Although there are many advantages for both the mother and child to consider, there are some disadvantages to consider. Please note none of these are disadvantages for your baby.
- Time consuming (please note that every child can vary)
- Nursing sessions for the first three months tend to take 20- 40 minutes each session 10 to 12 times per day (some feedings will take less time than others which is normal).
- Nursing sessions for three to six months tend to take 15-30 minutes
- Nursing sessions for six to nine months tend to take 10-20 Minutes
- Nursing sessions for nine to twelve months tend to take 5-10 minutes
- If you work, you need to plan time for pumping
- Some people lack family/grandparent/spouse support (addressed later in this novel)
- At first as your milk starts to set in, you may experience some leakage. Breast pads can be used to collect any leakage (estimated stop anywhere between 3 and 6 months).
- Fullness and tenderness can set in if you do not nurse frequently enough…body's natural way of telling you it is time to feed your baby.
- May be embarrassing when your child poops, as they can be loud (the loudness of your child's poop will go away over time).
- Milk can dry up if you do not nurse enough
With many advantages and only a few disadvantages to nursing, why do most people choose formula?
Most common reasons Formula Feeding
- Mother does not always have to feed the baby
- WIC provided and will cover cost of formula
- Worry about producing enough milk to satisfy the baby
- Worry that breastfeeding will hurt
- Fear of baby's teeth when they come in
- Can't breastfeed or don't want to
- Drugs/Alcohol (discussed later in this novel)

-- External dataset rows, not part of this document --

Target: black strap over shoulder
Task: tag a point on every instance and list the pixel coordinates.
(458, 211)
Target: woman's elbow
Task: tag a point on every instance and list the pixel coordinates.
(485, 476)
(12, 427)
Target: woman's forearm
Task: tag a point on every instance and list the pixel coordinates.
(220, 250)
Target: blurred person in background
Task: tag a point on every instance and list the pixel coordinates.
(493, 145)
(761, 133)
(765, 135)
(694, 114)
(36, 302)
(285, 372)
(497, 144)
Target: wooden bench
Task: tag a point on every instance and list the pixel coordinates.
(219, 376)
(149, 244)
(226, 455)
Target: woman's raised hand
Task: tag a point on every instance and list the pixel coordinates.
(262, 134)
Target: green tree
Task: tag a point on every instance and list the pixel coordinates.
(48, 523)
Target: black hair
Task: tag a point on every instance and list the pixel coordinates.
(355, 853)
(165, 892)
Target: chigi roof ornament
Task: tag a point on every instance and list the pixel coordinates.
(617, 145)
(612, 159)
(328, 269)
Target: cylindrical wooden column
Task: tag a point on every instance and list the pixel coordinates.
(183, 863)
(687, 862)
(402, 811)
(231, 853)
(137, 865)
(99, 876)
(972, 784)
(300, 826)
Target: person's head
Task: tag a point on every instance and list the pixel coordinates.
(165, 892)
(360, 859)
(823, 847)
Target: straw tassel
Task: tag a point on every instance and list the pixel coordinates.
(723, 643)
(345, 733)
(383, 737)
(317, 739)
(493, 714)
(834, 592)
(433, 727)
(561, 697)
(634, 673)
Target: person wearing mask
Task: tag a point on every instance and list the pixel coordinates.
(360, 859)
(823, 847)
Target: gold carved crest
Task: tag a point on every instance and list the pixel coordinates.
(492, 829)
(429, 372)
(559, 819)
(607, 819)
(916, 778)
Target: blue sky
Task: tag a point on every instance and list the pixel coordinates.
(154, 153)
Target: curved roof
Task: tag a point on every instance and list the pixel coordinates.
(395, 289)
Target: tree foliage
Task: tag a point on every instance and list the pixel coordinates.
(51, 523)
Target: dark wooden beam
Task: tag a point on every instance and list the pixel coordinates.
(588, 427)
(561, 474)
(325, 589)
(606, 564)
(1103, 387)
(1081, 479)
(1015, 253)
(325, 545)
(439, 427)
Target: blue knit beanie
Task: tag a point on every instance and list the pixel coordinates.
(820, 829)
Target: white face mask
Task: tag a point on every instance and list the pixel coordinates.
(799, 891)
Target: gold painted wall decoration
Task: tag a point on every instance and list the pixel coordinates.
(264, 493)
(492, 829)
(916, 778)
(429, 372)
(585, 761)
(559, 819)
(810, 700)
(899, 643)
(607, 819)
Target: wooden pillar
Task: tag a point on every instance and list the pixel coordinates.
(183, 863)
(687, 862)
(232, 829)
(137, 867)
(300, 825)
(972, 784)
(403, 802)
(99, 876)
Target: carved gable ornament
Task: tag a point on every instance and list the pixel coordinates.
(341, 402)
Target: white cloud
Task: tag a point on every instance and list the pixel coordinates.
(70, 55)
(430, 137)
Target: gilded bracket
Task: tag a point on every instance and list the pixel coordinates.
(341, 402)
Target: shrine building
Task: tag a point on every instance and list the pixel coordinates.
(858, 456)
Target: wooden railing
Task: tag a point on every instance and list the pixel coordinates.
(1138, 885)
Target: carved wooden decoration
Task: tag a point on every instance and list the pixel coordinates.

- Cigarette Smoking (although it is not recommended to smoke if you are nursing, it is still better in most cases for your baby. Confirm with your doctor)
- Cannot make enough time to be with the baby (travel for job, working 10 to 12 hours per day, etc).
- Rare case, cannot produce breast milk
- Belief that mother will have to eat a certain way if she breast feeds
- Can share feeding with others
- Fathers can get more involved
- Lack of knowledge about breastfeeding
- Fear of breastfeeding in public and not being able to find a place to discretely feed your child
For many of these reasons women shun away from nursing without truly considering the benefits of breastfeeding and the disadvantages of formula feeding. Probably the most common reason for not breast feeding is the lack of knowledge, understanding all of the options.
Disadvantages of Formula Feeding
- Formula has only been out for about 150 years, the long-term results are still being studied
- Formula Recalls
- Infection from contaminated formula
- Does not naturally provide perfect mix of vitamins, protein, and fat, although vitamin D levels are higher.
- Does not contain Antibodies like breast milk does to help
your baby fight off viruses and bacteria
- Baby may get sick more often than a breast fed infant
- Many doctors, including the American Academy of Pediatrics (AAP) recommend that a baby is exclusively nursed for the first six months of life
- Babies who are formula fed do not get the reduced risk for
the following conditions:
- Respiratory Diseases
- SIDS (Sudden Infant Death Syndrome)
- Childhood Cancers
- Urinary Infections
- Many more
- Same taste of formula, every day, all day long
- Obesity Risk
- Money and Time Factor
- Need to regularly wash/sterilize nipples and bottles
- Need buy formula, measure it out, and test the temperature
- If no WIC program available, will spend on average $1,400 per year in formula costs
- When on the go, have more to pack
- Bottle Warmer
- Poopy diapers will stink from day 1, unlike breast feeding babies whose poppies do not stink until solids are introduced
Choosing to nurse or formula feed is simply up to the child's parents. Either choice the woman makes should be fully supported. Some women will receive grief for their choice to nurse or bottle feed from a spouse, grandparent, aunt, etc. In the case of receiving grief for your choice, take a deep breath and stand your ground. Do not let others influence your decision on whether to formula feed or nurse your child.